Deadly subway malfunction leaves unanswered questions
Associated Press
WASHINGTON
The subway train had just pulled out from a busy Washington station when it ground to a halt and foul-smelling smoke began filling the tunnel and the cars.
“We’re going to die here!” passengers cried.
In the fear and chaos that followed, riders prayed but also helped one another, performing mouth-to-mouth on an unconscious woman and offering an inhaler to a man curled in a fetal position on the train’s floor. Some waited for rescuers as instructed; others opened the doors of the train and made their way to safety through the darkness on their own.
One woman died and more than 80 other people were sent to the hospital, mostly for smoke inhalation, after the electrical malfunction Monday on Washington’s Metro. A day later, 21 passengers remained hospitalized, and the accident had left a multitude of unanswered questions.
Commuters demanded to know: Was the train’s evacuation unnecessarily delayed? Were passengers given the right information? And what caused the death of the woman?
Authorities had no immediate answers.
The woman, identified Tuesday as 61-year-old Carol Glover of Alexandria, Va., was the first fatality on Washington’s Metro system since a 2009 crash killed eight passengers and a train operator.
The malfunction happened at L’Enfant Plaza, one of the subway’s busiest stations, around 3:30 p.m. Monday, at the beginning of the afternoon rush hour. The stop is near the Smithsonian’s National Air and Space Museum and many federal office buildings.
NTSB investigator Michael Flanigon said the smoke started when something came into contact with the high-voltage third rail and caused an electrical arc.
The six-car train stopped about 800 feet beyond the platform, and the arcing occurred roughly 1,000 feet beyond the train, Flanigon said.
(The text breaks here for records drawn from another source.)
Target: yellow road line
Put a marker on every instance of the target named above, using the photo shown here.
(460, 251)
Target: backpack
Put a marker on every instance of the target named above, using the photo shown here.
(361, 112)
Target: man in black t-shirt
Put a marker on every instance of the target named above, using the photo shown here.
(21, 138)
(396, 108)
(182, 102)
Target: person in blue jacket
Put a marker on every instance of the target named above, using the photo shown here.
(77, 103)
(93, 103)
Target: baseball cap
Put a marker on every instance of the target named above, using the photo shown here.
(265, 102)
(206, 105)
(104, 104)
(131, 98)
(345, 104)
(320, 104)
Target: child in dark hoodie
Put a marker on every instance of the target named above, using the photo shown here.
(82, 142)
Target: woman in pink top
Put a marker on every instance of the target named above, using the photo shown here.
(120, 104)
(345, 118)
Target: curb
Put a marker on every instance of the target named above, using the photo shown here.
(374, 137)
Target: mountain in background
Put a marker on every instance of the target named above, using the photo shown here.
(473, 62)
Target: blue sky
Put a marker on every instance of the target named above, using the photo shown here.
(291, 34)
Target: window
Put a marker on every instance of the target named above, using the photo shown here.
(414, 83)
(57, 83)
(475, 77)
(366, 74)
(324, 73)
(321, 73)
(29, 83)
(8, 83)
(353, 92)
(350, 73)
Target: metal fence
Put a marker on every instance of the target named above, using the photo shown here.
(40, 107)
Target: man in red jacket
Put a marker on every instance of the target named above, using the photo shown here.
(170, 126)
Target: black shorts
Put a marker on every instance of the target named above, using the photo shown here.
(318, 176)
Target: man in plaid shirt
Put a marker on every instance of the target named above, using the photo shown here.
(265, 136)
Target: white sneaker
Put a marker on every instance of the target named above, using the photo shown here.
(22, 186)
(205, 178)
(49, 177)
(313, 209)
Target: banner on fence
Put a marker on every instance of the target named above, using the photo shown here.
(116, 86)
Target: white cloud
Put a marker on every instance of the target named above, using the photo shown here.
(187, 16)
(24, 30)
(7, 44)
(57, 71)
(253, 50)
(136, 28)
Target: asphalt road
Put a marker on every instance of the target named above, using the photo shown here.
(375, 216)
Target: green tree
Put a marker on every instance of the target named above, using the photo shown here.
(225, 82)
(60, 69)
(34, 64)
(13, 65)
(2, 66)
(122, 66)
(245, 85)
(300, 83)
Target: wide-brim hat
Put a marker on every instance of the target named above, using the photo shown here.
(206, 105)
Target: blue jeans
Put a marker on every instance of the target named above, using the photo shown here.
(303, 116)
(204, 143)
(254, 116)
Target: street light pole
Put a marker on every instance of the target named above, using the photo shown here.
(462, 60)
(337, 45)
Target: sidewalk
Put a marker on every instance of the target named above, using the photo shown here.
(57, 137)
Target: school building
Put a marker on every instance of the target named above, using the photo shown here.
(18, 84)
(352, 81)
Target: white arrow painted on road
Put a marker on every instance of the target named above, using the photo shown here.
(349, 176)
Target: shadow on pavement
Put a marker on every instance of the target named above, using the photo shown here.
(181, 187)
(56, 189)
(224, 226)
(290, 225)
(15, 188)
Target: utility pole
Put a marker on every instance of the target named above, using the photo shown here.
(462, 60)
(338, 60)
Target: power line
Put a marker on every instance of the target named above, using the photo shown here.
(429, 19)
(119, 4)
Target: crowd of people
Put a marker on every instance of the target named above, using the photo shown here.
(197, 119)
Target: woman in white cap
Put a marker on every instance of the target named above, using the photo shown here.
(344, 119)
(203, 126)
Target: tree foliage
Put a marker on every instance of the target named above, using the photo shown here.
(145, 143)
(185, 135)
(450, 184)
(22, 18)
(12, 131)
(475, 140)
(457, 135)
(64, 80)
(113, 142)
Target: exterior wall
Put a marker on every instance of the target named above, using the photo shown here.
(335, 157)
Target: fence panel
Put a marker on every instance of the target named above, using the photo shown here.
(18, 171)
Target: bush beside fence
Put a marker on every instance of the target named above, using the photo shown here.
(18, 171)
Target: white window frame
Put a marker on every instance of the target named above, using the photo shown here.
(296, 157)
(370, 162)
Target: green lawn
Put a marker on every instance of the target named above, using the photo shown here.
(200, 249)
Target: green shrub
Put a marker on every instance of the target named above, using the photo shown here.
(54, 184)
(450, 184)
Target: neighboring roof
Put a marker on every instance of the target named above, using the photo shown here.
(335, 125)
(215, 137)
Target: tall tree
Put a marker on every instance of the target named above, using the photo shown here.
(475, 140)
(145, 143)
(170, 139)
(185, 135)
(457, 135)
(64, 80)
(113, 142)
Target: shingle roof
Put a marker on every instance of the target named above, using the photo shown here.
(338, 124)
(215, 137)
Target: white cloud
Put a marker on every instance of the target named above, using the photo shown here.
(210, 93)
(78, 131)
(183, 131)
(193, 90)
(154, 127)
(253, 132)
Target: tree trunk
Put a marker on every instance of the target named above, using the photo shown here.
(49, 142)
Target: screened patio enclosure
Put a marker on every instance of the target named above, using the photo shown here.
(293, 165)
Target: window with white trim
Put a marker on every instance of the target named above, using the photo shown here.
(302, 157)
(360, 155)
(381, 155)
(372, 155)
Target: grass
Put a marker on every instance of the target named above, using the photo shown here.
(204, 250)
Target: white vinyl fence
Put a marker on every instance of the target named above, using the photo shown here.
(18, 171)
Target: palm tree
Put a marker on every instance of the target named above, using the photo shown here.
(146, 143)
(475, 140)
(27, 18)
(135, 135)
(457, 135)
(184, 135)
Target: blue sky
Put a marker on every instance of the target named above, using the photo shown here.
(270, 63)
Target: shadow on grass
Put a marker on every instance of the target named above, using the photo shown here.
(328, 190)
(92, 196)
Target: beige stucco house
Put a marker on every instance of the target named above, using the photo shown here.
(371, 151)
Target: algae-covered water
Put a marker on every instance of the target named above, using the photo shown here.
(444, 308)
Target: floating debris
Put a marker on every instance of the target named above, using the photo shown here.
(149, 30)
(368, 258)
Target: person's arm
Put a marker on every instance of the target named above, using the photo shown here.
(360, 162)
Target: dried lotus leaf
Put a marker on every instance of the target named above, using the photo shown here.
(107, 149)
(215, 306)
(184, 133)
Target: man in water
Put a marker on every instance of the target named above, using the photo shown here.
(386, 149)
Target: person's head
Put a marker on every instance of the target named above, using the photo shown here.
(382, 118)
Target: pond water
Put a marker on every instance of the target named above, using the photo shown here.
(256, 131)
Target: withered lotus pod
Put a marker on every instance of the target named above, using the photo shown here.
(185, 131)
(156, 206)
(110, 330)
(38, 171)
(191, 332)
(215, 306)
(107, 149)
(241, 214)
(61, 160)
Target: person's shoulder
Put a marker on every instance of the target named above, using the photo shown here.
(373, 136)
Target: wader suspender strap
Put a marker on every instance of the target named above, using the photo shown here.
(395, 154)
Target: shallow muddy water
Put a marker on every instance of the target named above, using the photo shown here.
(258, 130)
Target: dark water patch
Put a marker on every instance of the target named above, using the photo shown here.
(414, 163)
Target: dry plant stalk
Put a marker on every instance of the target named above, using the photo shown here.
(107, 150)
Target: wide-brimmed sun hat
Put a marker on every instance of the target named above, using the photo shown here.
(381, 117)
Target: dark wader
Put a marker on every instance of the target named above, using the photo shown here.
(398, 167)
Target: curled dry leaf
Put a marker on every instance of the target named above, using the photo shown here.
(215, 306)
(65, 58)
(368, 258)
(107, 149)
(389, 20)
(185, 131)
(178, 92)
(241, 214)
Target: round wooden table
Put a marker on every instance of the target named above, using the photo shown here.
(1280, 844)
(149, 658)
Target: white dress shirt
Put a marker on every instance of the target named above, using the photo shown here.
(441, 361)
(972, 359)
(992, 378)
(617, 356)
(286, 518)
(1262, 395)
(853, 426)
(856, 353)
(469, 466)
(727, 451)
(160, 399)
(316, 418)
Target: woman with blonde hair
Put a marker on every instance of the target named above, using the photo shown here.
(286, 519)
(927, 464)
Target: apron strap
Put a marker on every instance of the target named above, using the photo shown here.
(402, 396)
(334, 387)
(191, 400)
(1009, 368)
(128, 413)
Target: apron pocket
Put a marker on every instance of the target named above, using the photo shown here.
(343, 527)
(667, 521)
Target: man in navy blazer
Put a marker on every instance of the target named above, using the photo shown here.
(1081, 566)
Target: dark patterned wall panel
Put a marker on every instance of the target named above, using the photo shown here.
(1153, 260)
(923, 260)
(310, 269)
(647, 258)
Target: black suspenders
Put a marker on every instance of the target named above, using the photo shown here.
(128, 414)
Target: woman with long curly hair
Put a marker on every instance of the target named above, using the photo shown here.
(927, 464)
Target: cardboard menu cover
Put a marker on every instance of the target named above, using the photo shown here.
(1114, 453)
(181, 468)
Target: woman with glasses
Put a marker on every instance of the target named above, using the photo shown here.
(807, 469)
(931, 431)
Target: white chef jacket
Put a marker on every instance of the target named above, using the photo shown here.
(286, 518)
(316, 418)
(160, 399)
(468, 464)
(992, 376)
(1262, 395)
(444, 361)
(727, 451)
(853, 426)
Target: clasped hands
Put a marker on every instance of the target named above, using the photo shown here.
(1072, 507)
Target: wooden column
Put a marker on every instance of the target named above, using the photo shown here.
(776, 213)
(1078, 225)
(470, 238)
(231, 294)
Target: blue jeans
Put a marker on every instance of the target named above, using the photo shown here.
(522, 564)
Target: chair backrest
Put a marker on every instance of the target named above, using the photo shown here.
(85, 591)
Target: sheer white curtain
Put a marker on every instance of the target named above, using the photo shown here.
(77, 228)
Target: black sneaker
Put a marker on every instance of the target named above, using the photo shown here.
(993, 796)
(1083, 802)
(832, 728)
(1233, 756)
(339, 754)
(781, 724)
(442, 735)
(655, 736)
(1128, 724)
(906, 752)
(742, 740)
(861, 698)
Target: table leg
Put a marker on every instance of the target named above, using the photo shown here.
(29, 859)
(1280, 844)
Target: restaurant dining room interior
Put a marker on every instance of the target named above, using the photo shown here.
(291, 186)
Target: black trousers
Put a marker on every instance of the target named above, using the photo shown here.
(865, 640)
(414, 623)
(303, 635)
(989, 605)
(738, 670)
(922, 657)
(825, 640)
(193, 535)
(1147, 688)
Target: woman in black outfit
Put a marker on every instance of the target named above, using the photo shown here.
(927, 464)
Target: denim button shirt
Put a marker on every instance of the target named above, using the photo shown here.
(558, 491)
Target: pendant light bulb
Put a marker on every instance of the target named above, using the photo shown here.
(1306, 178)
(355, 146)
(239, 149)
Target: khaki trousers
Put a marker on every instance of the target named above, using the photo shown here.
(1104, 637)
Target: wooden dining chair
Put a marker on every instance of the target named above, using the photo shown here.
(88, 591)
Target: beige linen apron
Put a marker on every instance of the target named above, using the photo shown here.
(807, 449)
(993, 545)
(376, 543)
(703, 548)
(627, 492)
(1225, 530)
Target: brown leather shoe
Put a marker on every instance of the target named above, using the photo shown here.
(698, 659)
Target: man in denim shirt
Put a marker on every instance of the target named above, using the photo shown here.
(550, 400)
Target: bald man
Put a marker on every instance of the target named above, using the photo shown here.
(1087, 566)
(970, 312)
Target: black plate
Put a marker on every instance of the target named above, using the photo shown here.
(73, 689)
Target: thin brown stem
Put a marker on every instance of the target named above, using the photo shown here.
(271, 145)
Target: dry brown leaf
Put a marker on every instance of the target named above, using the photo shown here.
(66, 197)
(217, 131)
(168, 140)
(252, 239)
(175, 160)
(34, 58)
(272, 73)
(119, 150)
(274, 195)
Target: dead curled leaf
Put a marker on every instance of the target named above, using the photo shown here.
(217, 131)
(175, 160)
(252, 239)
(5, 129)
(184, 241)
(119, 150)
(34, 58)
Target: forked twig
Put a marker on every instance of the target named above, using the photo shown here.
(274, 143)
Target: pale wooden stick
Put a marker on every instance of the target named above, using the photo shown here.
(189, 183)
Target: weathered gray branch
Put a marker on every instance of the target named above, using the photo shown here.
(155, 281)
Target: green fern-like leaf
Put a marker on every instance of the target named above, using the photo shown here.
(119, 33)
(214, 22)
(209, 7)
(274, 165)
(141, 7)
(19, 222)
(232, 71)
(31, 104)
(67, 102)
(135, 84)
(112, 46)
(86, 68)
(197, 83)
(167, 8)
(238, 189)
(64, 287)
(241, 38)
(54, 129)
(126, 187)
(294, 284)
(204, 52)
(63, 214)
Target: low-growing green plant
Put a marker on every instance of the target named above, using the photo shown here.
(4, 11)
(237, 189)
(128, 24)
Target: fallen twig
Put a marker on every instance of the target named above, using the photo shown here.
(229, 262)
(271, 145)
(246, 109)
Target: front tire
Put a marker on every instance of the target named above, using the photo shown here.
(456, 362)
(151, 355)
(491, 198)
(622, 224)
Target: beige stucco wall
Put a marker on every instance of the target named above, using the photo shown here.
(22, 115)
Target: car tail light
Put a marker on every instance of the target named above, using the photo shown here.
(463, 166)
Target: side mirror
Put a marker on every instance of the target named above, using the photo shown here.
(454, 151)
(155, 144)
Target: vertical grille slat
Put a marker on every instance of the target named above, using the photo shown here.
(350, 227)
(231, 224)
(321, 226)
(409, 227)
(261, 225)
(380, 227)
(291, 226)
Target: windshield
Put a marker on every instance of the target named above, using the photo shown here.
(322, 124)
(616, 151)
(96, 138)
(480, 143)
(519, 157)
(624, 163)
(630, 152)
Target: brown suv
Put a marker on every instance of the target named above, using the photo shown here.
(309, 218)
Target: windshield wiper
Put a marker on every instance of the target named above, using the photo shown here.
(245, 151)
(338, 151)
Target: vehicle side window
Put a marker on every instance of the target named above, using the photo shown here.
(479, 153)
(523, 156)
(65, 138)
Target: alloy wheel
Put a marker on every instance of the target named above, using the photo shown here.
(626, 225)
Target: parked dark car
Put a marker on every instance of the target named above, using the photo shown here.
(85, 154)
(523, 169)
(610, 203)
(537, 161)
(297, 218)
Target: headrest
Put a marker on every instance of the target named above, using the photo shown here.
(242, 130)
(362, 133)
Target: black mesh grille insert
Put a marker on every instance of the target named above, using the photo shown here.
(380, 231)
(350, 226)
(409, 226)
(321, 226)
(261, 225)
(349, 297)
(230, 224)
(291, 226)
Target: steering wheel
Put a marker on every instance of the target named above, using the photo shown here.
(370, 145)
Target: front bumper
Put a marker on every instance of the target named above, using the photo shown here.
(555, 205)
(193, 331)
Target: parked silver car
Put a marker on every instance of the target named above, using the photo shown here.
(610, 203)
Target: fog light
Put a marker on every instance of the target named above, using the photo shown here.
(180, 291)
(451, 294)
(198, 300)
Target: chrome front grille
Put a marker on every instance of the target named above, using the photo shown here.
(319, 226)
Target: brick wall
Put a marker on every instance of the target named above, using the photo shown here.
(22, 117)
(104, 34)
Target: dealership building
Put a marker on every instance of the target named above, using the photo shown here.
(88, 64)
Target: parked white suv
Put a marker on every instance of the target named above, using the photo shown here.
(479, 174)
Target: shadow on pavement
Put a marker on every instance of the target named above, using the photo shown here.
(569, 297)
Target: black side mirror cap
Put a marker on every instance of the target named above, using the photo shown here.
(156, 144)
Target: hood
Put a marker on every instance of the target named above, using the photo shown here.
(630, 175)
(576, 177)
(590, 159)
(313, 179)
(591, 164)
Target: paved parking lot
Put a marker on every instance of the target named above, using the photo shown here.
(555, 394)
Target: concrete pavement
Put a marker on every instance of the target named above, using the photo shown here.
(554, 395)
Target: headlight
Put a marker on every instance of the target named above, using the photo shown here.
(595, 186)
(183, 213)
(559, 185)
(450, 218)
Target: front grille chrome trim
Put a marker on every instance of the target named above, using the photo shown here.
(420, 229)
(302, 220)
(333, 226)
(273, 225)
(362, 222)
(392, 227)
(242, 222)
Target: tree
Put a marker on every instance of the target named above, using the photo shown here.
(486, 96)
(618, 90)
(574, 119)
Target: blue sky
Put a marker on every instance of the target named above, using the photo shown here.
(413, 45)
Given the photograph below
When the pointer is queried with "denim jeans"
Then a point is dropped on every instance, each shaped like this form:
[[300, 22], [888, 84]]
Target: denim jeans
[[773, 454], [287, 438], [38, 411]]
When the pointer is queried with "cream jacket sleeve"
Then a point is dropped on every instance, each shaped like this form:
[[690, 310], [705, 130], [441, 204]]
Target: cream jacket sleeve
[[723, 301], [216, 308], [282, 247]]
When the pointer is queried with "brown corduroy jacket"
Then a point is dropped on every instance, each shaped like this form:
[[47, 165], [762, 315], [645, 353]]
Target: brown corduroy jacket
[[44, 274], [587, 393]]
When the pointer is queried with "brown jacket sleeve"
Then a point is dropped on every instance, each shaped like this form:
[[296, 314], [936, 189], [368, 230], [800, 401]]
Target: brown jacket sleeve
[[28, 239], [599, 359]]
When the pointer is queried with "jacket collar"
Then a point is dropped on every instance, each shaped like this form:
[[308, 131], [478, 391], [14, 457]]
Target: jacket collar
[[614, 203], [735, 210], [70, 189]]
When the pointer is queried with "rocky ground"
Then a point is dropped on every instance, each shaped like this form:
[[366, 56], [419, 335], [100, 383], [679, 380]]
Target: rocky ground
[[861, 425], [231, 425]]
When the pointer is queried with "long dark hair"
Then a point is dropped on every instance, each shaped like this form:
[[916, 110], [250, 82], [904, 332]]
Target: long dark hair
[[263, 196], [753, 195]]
There was no fire.
Aboard the subway, passenger Jonathan Rogers, 31, said he and two other people tried in vain for 20 minutes to revive a middle-aged woman who had slumped to the floor unconscious near the front of the train, where the smoke was the heaviest.
“We know you do chest compressions and mouth-to-mouth, so that’s what we did,” Rogers said. “Nothing was happening and she was laying there unconscious. Somebody took her pulse and said they couldn’t feel a pulse.”